Fu comunque l’ attivita’ di questi “corsari cristiani” ad impedire che il Mediterraneo diventasse in quegli anni completamente un “lago turco”.

Nel 1557 divenne Gran Maestro Jean Parisot de La Valette.

L’ attivita’ dei Cavalieri sul mare determino’ inevitabilmente la reazione dei Turchi.

Il 18 maggio 1565 la flotta di Solimano, al comando di Mustafa’ Pascia’, compariva davanti a Malta, dando inizio all’ assedio.

Cio’ che in definitiva aveva indotto Solimano a procedere all’ assedio dell’ isola era stata la cattura da parte dei Cavalieri di una grande nave mercantile appartenente all’ eunuco capo del serraglio, Kustir-Aga. Questi, molto influente negli ambienti politici di Costantinopoli, riusci’ ad influenzare un certo numero di donne dell’ harem e la figlia favorita del Sultano, Mirmah, figlia della favorita di lui, Khurrem, d’ origine russa, la cui vecchia balia era a bordo della nave catturata.

Il Sultano stava invecchiando, ma non pote’ resistere alla pressione delle donne che lo imploravano insistendo nel dire che non avrebbe dovuto lasciare quei cani cristiani a continuare a farsi beffe del piu’ grande impero della terra e del suo capo. Ci si mise pure l’ Imam della Grande Moschea, spinto da Kustir-Aga, che prese a ricordare al Sultano la sorte dei suoi sudditi schiavi a Malta e nelle galee dei Cavalieri.

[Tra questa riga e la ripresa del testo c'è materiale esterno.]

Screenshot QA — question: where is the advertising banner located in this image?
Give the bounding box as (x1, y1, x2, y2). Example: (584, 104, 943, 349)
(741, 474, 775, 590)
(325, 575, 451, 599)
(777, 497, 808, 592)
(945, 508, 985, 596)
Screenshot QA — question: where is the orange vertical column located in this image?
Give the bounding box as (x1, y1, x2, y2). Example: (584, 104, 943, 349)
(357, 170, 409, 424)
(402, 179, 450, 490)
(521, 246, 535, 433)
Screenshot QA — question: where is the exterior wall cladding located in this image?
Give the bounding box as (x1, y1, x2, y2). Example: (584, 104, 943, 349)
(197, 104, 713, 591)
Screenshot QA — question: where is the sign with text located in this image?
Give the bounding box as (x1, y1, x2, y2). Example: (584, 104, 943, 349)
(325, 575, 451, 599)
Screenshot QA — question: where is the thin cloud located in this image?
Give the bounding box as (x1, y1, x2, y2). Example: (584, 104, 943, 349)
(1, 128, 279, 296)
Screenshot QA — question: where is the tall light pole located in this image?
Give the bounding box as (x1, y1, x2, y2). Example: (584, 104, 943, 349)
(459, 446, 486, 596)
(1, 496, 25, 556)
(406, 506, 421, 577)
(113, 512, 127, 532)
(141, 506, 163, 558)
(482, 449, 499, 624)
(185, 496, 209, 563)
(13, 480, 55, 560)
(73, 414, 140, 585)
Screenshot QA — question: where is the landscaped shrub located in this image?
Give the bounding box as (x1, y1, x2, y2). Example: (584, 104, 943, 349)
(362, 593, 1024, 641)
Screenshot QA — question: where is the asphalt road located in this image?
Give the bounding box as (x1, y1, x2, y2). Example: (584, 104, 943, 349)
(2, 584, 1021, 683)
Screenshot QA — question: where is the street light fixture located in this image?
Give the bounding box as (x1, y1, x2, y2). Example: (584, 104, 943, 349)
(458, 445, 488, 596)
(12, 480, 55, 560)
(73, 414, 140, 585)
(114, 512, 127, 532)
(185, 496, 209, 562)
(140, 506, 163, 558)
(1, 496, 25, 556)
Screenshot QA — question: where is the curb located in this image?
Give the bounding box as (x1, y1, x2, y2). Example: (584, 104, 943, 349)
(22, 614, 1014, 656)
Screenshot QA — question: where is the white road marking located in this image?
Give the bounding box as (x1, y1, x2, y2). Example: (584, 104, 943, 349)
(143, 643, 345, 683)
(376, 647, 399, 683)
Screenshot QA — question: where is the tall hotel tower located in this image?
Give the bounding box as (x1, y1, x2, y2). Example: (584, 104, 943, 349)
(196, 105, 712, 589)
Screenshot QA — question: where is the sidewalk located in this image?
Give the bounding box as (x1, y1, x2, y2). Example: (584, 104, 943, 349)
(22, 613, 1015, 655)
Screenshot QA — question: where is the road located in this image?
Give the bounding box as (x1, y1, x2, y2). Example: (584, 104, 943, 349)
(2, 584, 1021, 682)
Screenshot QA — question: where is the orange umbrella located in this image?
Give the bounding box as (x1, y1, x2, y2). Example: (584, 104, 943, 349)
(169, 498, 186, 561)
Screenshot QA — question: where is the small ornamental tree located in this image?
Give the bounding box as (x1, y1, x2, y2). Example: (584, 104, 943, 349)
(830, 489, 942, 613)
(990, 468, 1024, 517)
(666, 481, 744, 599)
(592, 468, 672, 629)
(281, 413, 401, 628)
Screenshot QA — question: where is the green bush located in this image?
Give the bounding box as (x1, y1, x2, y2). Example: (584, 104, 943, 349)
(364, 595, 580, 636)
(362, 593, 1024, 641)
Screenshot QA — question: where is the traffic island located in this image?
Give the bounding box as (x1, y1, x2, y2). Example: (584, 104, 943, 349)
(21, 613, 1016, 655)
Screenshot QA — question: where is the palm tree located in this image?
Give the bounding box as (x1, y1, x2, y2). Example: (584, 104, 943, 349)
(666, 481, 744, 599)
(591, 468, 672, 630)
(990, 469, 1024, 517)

L’ esercito del Sultano, giunto a Malta su una flotta di 2000 navi, contava su 30-40.000 uomini, la maggior parte Spahis e Giannizzeri. Fu la spedizione piu’ numerosa e potente, prima dell’ avanzata dell’ Armada spagnola verso l’ Inghilterra del 1588.

Il punto debole della spedizione, a differenza di Rodi, era la lontananza dalle basi di partenza, e la necessita’ di portare sulle navi ogni tipo di attrezzatura e rifornimento, data l’ impossibilita’ ad approvvigionarsi in loco nell’ arido Arcipelago Maltese.

La strategia dei Cavalieri, dato l’ esiguo numero, era di combattere all’ interno delle fortificazioni, dopo aver riparato la flotta all’ interno della parte piu’ protetta del Porto Grande.

I Turchi invece furono costretti a dividere le forze per attaccare diverse posizioni fortificate, il Forte Sant’ Elmo sul Monte Sciberras, e le fortificazioni sulle penisole di Birgu e Senglea, oltre all’ antica e poco fortificata citta’ di Mdina.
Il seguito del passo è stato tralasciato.